Intra-community acquisition from a non-liable
You buy a good from another EU country from a non-VAT professional or a private individual.

Rule: There is no need to carry out a self-assessment of VAT since the seller is not liable for this tax.
You therefore buy the property without VAT and you do not materialize the latter.

Recommendations and alerts: Declaration of Exchange of Goods (DEB)

In the event of the purchase or sale of a good in an EU country (therefore intra-community delivery / acquisition), a Declaration of Exchange of Goods (DEB) must be completed.


Below 460 000€: No Declaration

Above 460 000€: Detailed declaration (complete all fields)


Below 460 000€: Simplified Declaration

Above 460 000€: Detailed declaration (complete all fields)

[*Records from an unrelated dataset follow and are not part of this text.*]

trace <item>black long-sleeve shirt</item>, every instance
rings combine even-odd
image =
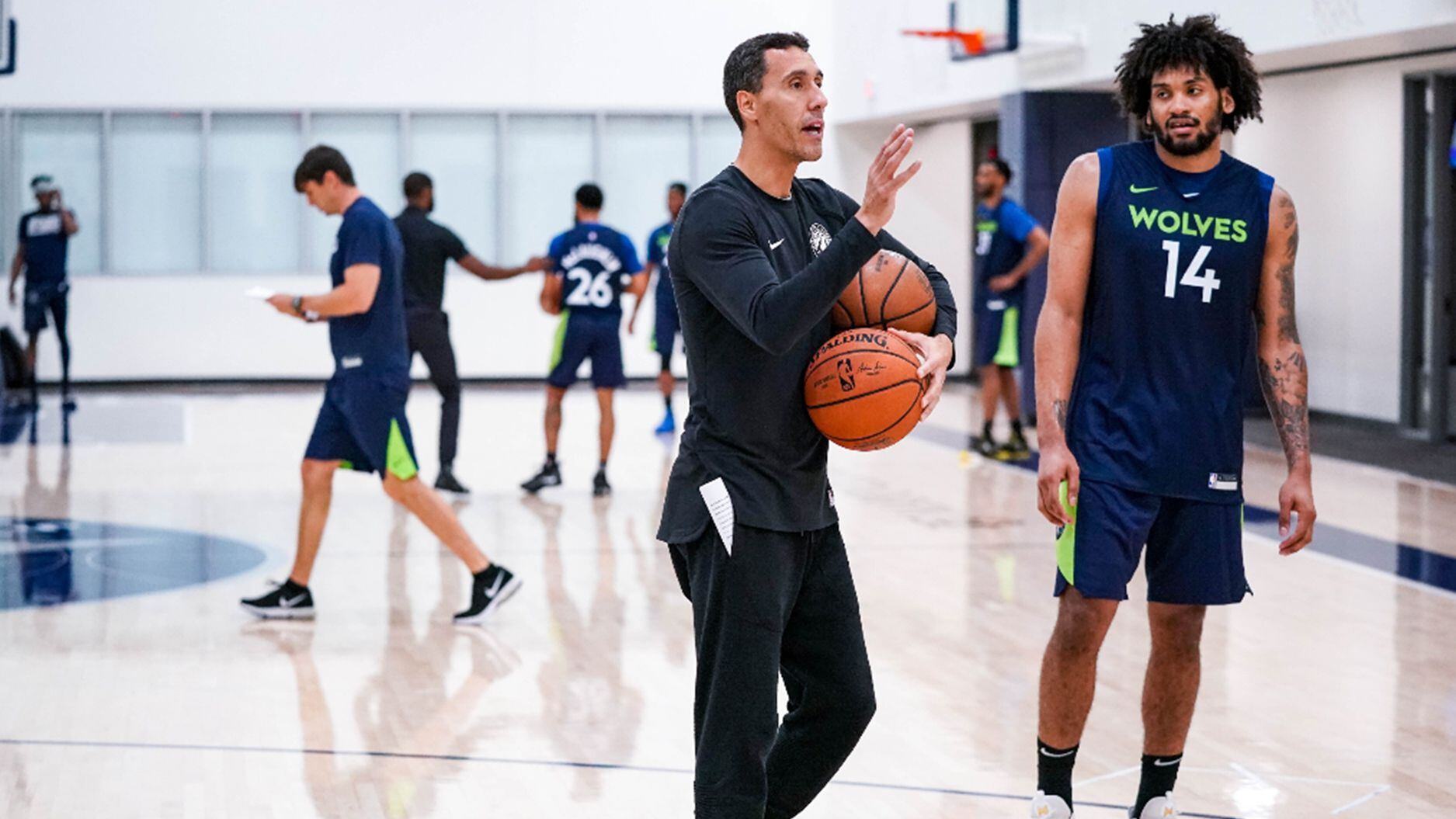
[[[687,348],[689,412],[658,540],[687,543],[709,524],[699,487],[724,479],[737,522],[811,531],[837,521],[828,442],[804,409],[804,371],[834,333],[828,311],[879,249],[909,256],[935,289],[933,335],[955,337],[945,276],[859,204],[818,179],[788,199],[729,166],[683,205],[667,257]]]

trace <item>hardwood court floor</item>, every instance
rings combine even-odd
[[[587,391],[566,401],[566,486],[539,500],[515,489],[542,455],[539,391],[467,391],[457,471],[476,492],[460,515],[526,580],[492,624],[448,623],[464,572],[354,474],[336,482],[317,621],[256,623],[236,601],[287,573],[317,393],[87,394],[68,451],[54,410],[36,448],[0,447],[3,515],[264,551],[259,567],[227,576],[205,556],[132,572],[213,578],[202,585],[0,608],[0,813],[690,816],[692,623],[652,537],[673,457],[648,432],[655,391],[619,399],[606,500],[590,496]],[[879,713],[805,816],[1025,816],[1054,615],[1051,528],[1035,514],[1032,473],[961,454],[971,399],[954,390],[890,451],[831,457]],[[432,479],[432,393],[416,388],[409,412]],[[1280,463],[1251,455],[1251,505],[1273,505]],[[1453,553],[1452,487],[1316,458],[1316,493],[1322,541]],[[1182,807],[1453,815],[1456,595],[1329,554],[1280,559],[1262,531],[1251,516],[1257,594],[1208,618]],[[0,557],[20,548],[0,540]],[[92,576],[105,553],[80,554],[70,586],[55,588],[112,588]],[[12,570],[0,583],[22,580]],[[1131,594],[1101,658],[1079,816],[1123,815],[1114,806],[1137,786],[1142,580]]]

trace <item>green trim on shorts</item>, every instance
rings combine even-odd
[[[1057,532],[1057,570],[1066,578],[1069,585],[1076,585],[1073,580],[1076,569],[1076,543],[1077,543],[1077,508],[1067,503],[1067,482],[1061,482],[1061,487],[1057,490],[1057,496],[1061,499],[1061,508],[1066,509],[1067,515],[1072,515],[1072,522],[1061,527]]]
[[[395,419],[389,422],[389,447],[384,450],[384,468],[399,480],[409,480],[419,474],[419,470],[415,467],[415,458],[411,457],[409,447],[405,445],[405,435],[399,431],[399,422]]]
[[[996,348],[996,367],[1021,367],[1021,310],[1008,307],[1002,316],[1002,340]]]
[[[561,321],[556,323],[556,337],[550,343],[550,367],[547,372],[556,369],[561,364],[561,355],[566,348],[566,320],[571,319],[571,310],[561,311]]]

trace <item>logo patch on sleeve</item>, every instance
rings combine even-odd
[[[1238,492],[1239,476],[1227,473],[1208,473],[1208,489],[1219,492]]]

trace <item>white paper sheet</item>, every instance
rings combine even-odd
[[[728,487],[724,484],[724,479],[715,477],[713,480],[697,487],[697,492],[703,496],[703,503],[708,503],[708,515],[713,519],[713,527],[718,528],[718,537],[724,541],[724,548],[732,556],[732,498],[728,498]]]

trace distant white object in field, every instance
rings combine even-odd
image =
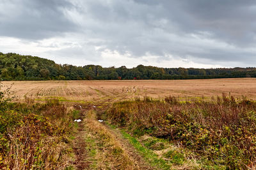
[[[82,121],[82,120],[81,120],[81,119],[77,119],[77,120],[76,120],[76,119],[74,122],[80,122],[81,121]]]

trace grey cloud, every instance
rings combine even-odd
[[[0,3],[0,36],[40,39],[77,29],[65,16],[67,1],[11,0]]]
[[[255,1],[3,1],[0,7],[16,8],[18,14],[0,11],[0,36],[40,40],[65,34],[79,45],[53,55],[95,60],[108,49],[134,58],[256,64],[255,52],[248,50],[256,45]]]

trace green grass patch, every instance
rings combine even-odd
[[[172,167],[164,159],[159,159],[158,156],[152,150],[144,147],[135,138],[131,136],[124,130],[121,131],[124,137],[129,140],[137,151],[152,166],[161,169],[170,169]]]

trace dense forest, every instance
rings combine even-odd
[[[87,65],[77,67],[14,53],[0,52],[1,80],[178,80],[256,77],[255,67],[216,69],[161,68],[139,65],[131,69]]]

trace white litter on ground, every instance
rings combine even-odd
[[[81,120],[81,119],[77,119],[77,120],[76,120],[76,119],[74,122],[80,122],[81,121],[82,121],[82,120]]]

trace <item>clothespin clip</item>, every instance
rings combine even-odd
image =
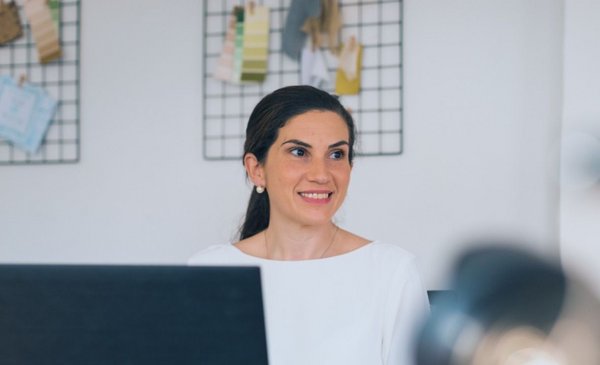
[[[23,87],[25,82],[27,82],[27,76],[25,74],[21,74],[21,76],[19,76],[19,87]]]

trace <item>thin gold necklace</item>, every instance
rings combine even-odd
[[[340,230],[340,227],[338,227],[337,225],[335,226],[335,231],[333,232],[333,237],[331,237],[331,242],[329,242],[329,245],[327,245],[327,247],[325,248],[325,251],[323,251],[323,253],[321,253],[321,256],[319,256],[320,259],[322,259],[323,257],[325,257],[325,254],[327,253],[327,251],[329,251],[329,249],[333,246],[333,243],[335,242],[335,237],[337,236],[337,232]],[[267,259],[269,259],[269,244],[267,241],[267,230],[265,229],[263,231],[263,236],[265,238],[265,257]]]

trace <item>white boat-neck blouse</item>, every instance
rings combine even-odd
[[[343,255],[280,261],[231,244],[208,247],[190,265],[261,268],[271,365],[410,365],[429,311],[415,257],[373,241]]]

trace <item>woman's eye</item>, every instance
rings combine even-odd
[[[292,150],[290,152],[292,153],[292,155],[297,156],[297,157],[302,157],[306,154],[306,151],[304,151],[304,149],[300,148],[300,147],[292,148]]]
[[[344,151],[333,151],[331,152],[330,156],[334,160],[341,160],[342,158],[344,158]]]

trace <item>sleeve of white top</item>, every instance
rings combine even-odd
[[[429,314],[429,300],[414,258],[396,270],[386,302],[383,363],[414,364],[418,330]]]

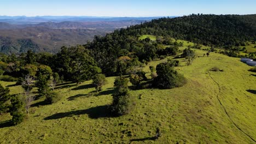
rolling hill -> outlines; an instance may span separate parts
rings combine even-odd
[[[197,56],[206,52],[195,51]],[[196,58],[189,66],[183,58],[178,59],[183,62],[176,69],[188,79],[188,83],[171,89],[131,91],[136,105],[130,114],[113,117],[106,111],[115,77],[107,77],[108,84],[96,95],[92,94],[91,81],[62,83],[55,90],[61,100],[49,105],[44,98],[36,100],[33,112],[22,123],[10,126],[9,114],[1,116],[0,142],[255,142],[256,77],[247,71],[250,67],[238,58],[214,53]],[[166,61],[152,61],[144,70],[149,73],[149,66]],[[224,71],[209,71],[214,67]],[[13,85],[15,82],[1,83],[12,94],[22,91],[21,86]],[[162,136],[153,140],[157,127]]]

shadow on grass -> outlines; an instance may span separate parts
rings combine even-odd
[[[72,117],[73,116],[78,116],[87,114],[91,118],[97,119],[103,117],[114,117],[111,115],[109,105],[98,106],[95,107],[90,108],[87,110],[73,111],[66,112],[61,112],[54,114],[53,115],[46,117],[44,118],[44,120],[57,119],[65,117]]]
[[[80,89],[93,88],[93,87],[94,87],[92,84],[88,84],[88,85],[83,85],[83,86],[79,86],[77,87],[71,89],[71,90],[77,91],[77,90],[80,90]]]
[[[109,95],[113,94],[115,91],[115,89],[109,89],[109,90],[101,91],[98,93],[98,95]]]
[[[68,87],[73,87],[73,86],[77,86],[77,84],[75,83],[75,84],[72,84],[72,85],[63,85],[63,86],[59,86],[59,87],[56,87],[54,88],[54,89],[62,89],[62,88],[68,88]]]
[[[13,126],[13,124],[11,121],[8,121],[0,123],[0,128],[10,127],[11,126]]]
[[[7,86],[6,86],[7,87],[15,87],[15,86],[18,86],[16,84],[13,84],[13,85],[8,85]]]
[[[156,140],[157,138],[155,137],[155,136],[153,137],[146,137],[146,138],[142,138],[142,139],[132,139],[130,141],[154,141]]]
[[[252,89],[248,89],[246,91],[251,93],[252,94],[256,94],[256,90],[252,90]]]
[[[72,84],[72,83],[74,83],[74,82],[64,82],[64,83],[58,83],[58,84],[57,84],[56,85],[56,86],[59,87],[59,86],[60,86]]]
[[[74,95],[74,96],[71,96],[71,97],[69,97],[68,98],[67,98],[67,99],[68,100],[75,100],[77,98],[88,98],[89,97],[89,94],[77,94],[77,95]]]
[[[48,105],[49,104],[45,102],[45,101],[41,101],[38,103],[33,104],[31,105],[31,107],[39,107],[39,106],[44,106],[44,105]]]

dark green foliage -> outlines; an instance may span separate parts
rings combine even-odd
[[[156,66],[158,76],[154,85],[159,88],[167,89],[181,87],[186,83],[184,76],[174,69],[171,63],[160,63]]]
[[[31,50],[27,51],[25,62],[27,64],[32,64],[36,62],[36,54]]]
[[[256,73],[256,67],[254,67],[249,69],[248,70],[250,71],[252,71],[252,72],[255,72]]]
[[[211,69],[211,71],[218,71],[219,70],[219,68],[216,67],[214,67]]]
[[[55,63],[54,70],[63,75],[66,80],[77,83],[101,73],[88,50],[83,46],[61,47],[61,51],[55,56]]]
[[[135,105],[127,83],[128,80],[125,78],[117,79],[114,82],[117,88],[116,92],[113,95],[111,110],[118,116],[129,113]]]
[[[46,65],[40,65],[37,71],[36,76],[37,81],[36,86],[38,88],[38,92],[40,94],[46,91],[49,88],[49,82],[51,75],[51,68]]]
[[[51,90],[45,91],[43,95],[45,97],[45,102],[49,104],[56,103],[61,99],[61,95],[59,93]]]
[[[102,86],[106,82],[107,80],[106,80],[105,75],[103,74],[96,74],[92,78],[92,85],[95,87],[97,92],[101,91]]]
[[[168,35],[194,43],[217,46],[243,44],[255,40],[256,15],[196,15],[161,18],[130,27],[130,33]],[[195,30],[196,29],[196,30]]]
[[[16,77],[13,77],[9,75],[1,75],[0,76],[0,81],[18,81],[18,79]]]
[[[55,83],[57,84],[61,82],[61,80],[60,79],[60,76],[59,75],[58,73],[53,73],[53,81],[55,82]]]
[[[130,82],[134,86],[135,88],[138,88],[141,82],[142,81],[143,77],[137,74],[131,74],[130,75]]]
[[[118,88],[127,88],[128,87],[128,82],[129,81],[127,79],[124,77],[118,77],[115,79],[114,82],[114,86]]]
[[[171,67],[178,67],[179,65],[179,61],[178,60],[168,59],[167,62]]]
[[[8,110],[9,104],[7,101],[10,99],[9,94],[10,90],[8,88],[4,88],[0,85],[0,113],[5,112]]]
[[[10,113],[13,116],[11,121],[14,125],[21,123],[25,117],[25,104],[20,95],[11,96]]]
[[[149,69],[152,73],[155,71],[155,68],[154,66],[150,65],[149,66]]]
[[[182,53],[181,57],[184,57],[186,59],[188,59],[190,57],[194,57],[195,56],[195,51],[191,50],[190,48],[188,48],[183,50],[183,53]]]

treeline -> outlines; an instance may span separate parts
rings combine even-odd
[[[126,31],[138,34],[168,35],[206,46],[243,46],[256,40],[256,15],[192,14],[173,19],[161,18]]]

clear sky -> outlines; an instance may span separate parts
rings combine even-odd
[[[0,0],[0,15],[163,16],[256,14],[256,0]]]

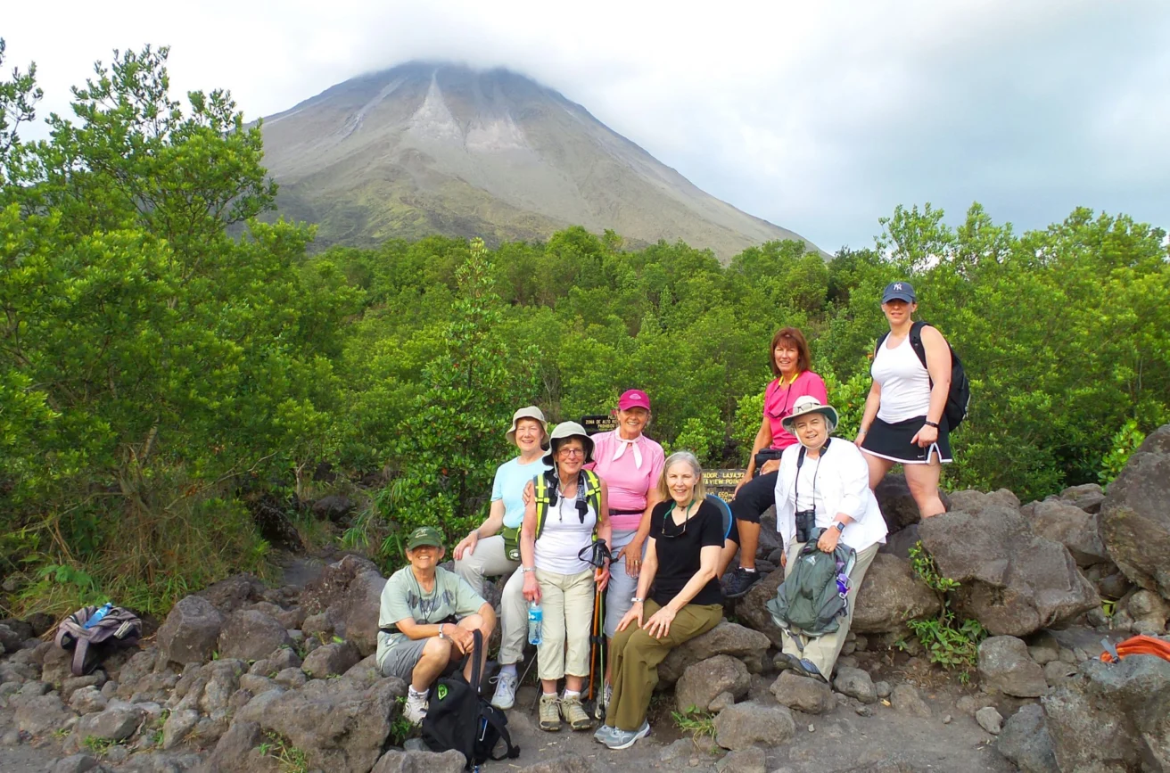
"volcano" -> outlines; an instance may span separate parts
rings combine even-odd
[[[504,69],[412,62],[363,75],[264,118],[263,136],[277,207],[317,223],[318,247],[542,240],[574,225],[633,247],[682,240],[724,262],[765,241],[807,243]]]

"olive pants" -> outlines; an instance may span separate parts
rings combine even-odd
[[[645,623],[661,607],[646,600]],[[688,603],[670,623],[670,633],[654,639],[636,623],[619,630],[613,637],[610,656],[613,658],[613,697],[605,712],[605,724],[618,730],[638,730],[646,722],[651,695],[658,685],[658,667],[670,650],[698,634],[706,634],[723,619],[723,605]]]
[[[800,550],[805,546],[804,543],[798,543],[792,540],[789,546],[787,557],[789,561],[784,565],[784,578],[787,579],[789,574],[792,573],[792,567],[796,566],[796,558],[800,554]],[[881,545],[870,545],[860,553],[858,553],[858,560],[853,563],[853,571],[849,572],[849,614],[841,621],[840,628],[838,628],[832,634],[825,634],[824,636],[818,636],[817,639],[805,640],[800,637],[801,646],[797,647],[797,642],[792,636],[789,636],[786,631],[782,631],[782,637],[784,640],[784,651],[789,655],[796,655],[797,657],[804,657],[812,661],[812,664],[817,667],[817,670],[821,675],[832,681],[833,678],[833,667],[837,665],[837,656],[841,654],[841,647],[845,646],[845,637],[849,633],[849,626],[853,623],[853,607],[858,603],[858,593],[861,591],[861,581],[866,579],[866,572],[869,570],[869,565],[874,561],[874,555],[878,554],[878,548]]]

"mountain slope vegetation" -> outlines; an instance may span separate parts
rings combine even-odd
[[[576,419],[638,386],[655,439],[742,464],[780,325],[808,334],[851,437],[895,277],[972,379],[948,485],[1040,497],[1108,481],[1170,420],[1166,235],[1124,215],[1017,234],[978,205],[957,228],[899,207],[875,249],[827,264],[801,241],[724,265],[580,226],[310,254],[310,227],[259,220],[276,195],[261,130],[226,92],[172,98],[166,54],[117,54],[36,143],[16,133],[35,78],[0,82],[12,612],[112,596],[160,613],[263,574],[273,540],[326,539],[307,503],[329,491],[360,504],[344,543],[395,560],[401,526],[456,534],[483,516],[522,405]]]

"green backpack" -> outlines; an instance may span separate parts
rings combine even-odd
[[[798,644],[800,636],[817,639],[834,633],[848,614],[849,572],[858,553],[840,543],[832,553],[821,551],[817,547],[820,532],[813,530],[813,536],[793,559],[792,572],[776,589],[776,598],[768,602],[772,622]]]

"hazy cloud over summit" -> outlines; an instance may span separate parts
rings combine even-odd
[[[8,4],[9,6],[14,4]],[[1170,5],[58,2],[6,7],[42,112],[113,48],[172,46],[178,89],[270,115],[413,58],[558,89],[695,185],[865,247],[897,203],[1041,227],[1083,205],[1170,226]],[[26,136],[32,132],[26,131]],[[42,132],[41,132],[42,133]]]

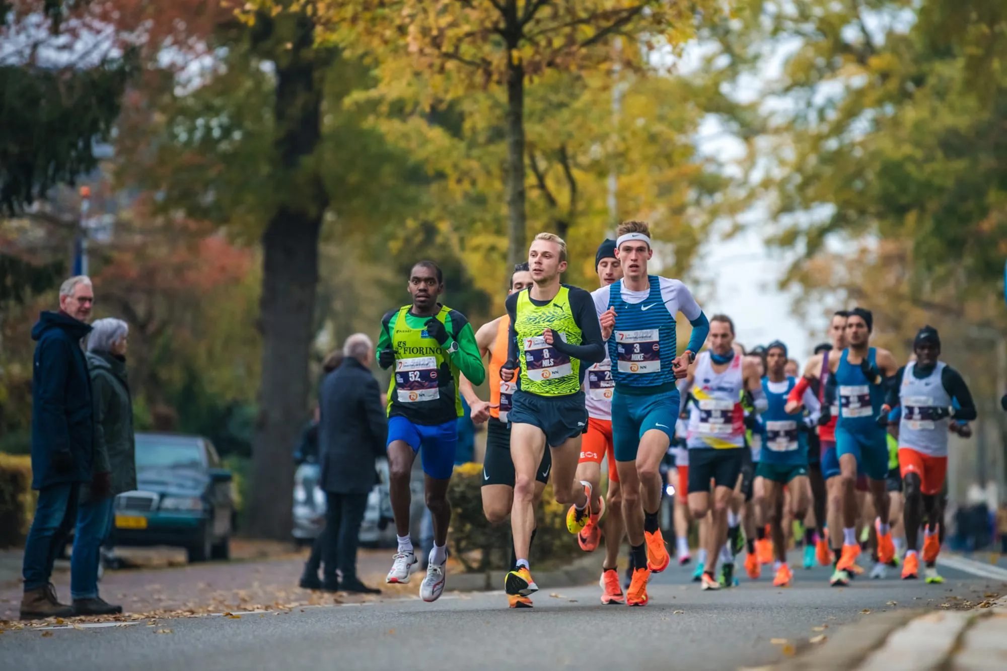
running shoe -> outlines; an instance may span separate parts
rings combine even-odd
[[[428,603],[440,599],[444,592],[444,568],[446,565],[447,558],[440,563],[431,563],[427,566],[427,576],[420,583],[420,599]]]
[[[626,604],[629,606],[646,606],[651,598],[646,596],[646,581],[651,579],[651,571],[637,568],[632,572],[632,581],[626,592]]]
[[[888,533],[882,534],[881,522],[874,520],[874,530],[878,534],[878,561],[888,563],[895,556],[895,542],[891,539],[891,529]]]
[[[601,570],[598,586],[601,588],[601,603],[605,606],[621,606],[626,603],[622,588],[619,586],[619,571],[615,568]]]
[[[532,579],[532,571],[520,566],[507,574],[503,591],[510,596],[529,597],[539,591],[539,585]]]
[[[587,520],[591,517],[591,486],[584,484],[584,494],[587,495],[587,503],[583,510],[577,510],[577,506],[570,506],[567,510],[567,530],[570,533],[580,533]]]
[[[392,561],[392,570],[388,571],[385,581],[405,584],[413,576],[413,566],[419,563],[413,552],[396,552]]]
[[[906,554],[902,561],[902,579],[915,580],[919,578],[919,558],[916,553]]]
[[[923,536],[923,561],[925,563],[933,563],[938,560],[938,554],[941,553],[941,536],[933,534],[930,536]]]
[[[605,498],[601,497],[598,499],[601,504],[598,507],[597,514],[591,514],[587,518],[587,524],[581,529],[580,533],[577,534],[577,543],[580,545],[580,549],[585,552],[593,552],[598,548],[598,543],[601,542],[601,516],[605,514]],[[573,506],[570,506],[571,510]],[[574,511],[576,514],[576,511]],[[570,511],[567,511],[567,518],[570,517]]]
[[[643,537],[646,539],[646,568],[652,573],[660,573],[672,562],[672,557],[665,546],[665,536],[662,535],[661,529],[658,529],[654,533],[644,531]]]
[[[785,563],[779,564],[779,568],[776,569],[776,576],[772,578],[772,585],[774,588],[787,588],[790,585],[790,580],[794,579],[794,573],[790,571],[790,567]]]
[[[815,567],[815,546],[805,545],[805,568]]]
[[[832,577],[829,578],[829,584],[834,588],[845,588],[850,583],[850,574],[845,570],[840,570],[837,568],[833,572]]]

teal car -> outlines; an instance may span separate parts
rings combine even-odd
[[[190,562],[229,558],[233,477],[207,439],[137,434],[136,477],[137,488],[116,497],[110,545],[184,547]]]

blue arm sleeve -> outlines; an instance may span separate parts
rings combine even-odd
[[[703,343],[706,342],[706,336],[710,334],[710,320],[706,318],[706,313],[701,311],[699,317],[689,320],[689,323],[692,324],[693,332],[689,336],[686,349],[693,354],[699,354],[699,350],[703,349]]]

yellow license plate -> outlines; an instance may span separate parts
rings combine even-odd
[[[147,518],[138,515],[116,515],[116,528],[119,529],[146,529]]]

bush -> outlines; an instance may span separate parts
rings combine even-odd
[[[35,513],[31,457],[0,453],[0,547],[20,546]]]
[[[452,556],[467,571],[511,568],[511,524],[491,526],[482,514],[482,465],[464,464],[454,469],[448,487],[451,502]],[[529,560],[565,563],[583,554],[566,528],[566,507],[556,503],[552,485],[546,486],[542,504],[536,509],[538,531]]]

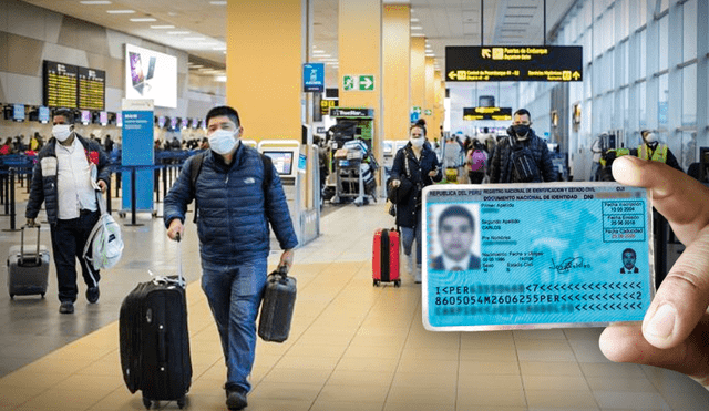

There are new rules since 01/01/2020. If you make intra-community deliveries, you will need to set up a process:

  • Make sure to check the buyer’s VAT number on the site Be careful, some professionals can give a false VAT number.
  • Complete a DEB the month following delivery on the site after creating your space. The Internet space is to be preferred over the paper approach.
    If these steps are not taken, the penalties are as follows:
  • In the event of non-filing: fine of € 750 per declaration that is missing or filed after the deadline, increased to € 1,500 if the debtor does not correct his situation within 30 days of the formal notice.
  • In the event of an omission or error: € 15 / omission or error within the limit of € 1,500.
  • Questioning of the VAT exemption for intra-community deliveries: the tax authorities can request the refund of VAT.

To Conclude:

• It is necessary to qualify the countries (EU or non-EU), the operation (goods or services) and the parties (liable or not liable).
• A transfer is an international transaction only if the asset crosses a border.
• In the provision of services, they are qualified as international if one of the parties is domiciled in another country.
• The qualification of taxpayer or not taxpayer is carried out in particular by checking the VAT number (if EU) or according to his professional actions (if outside the EU).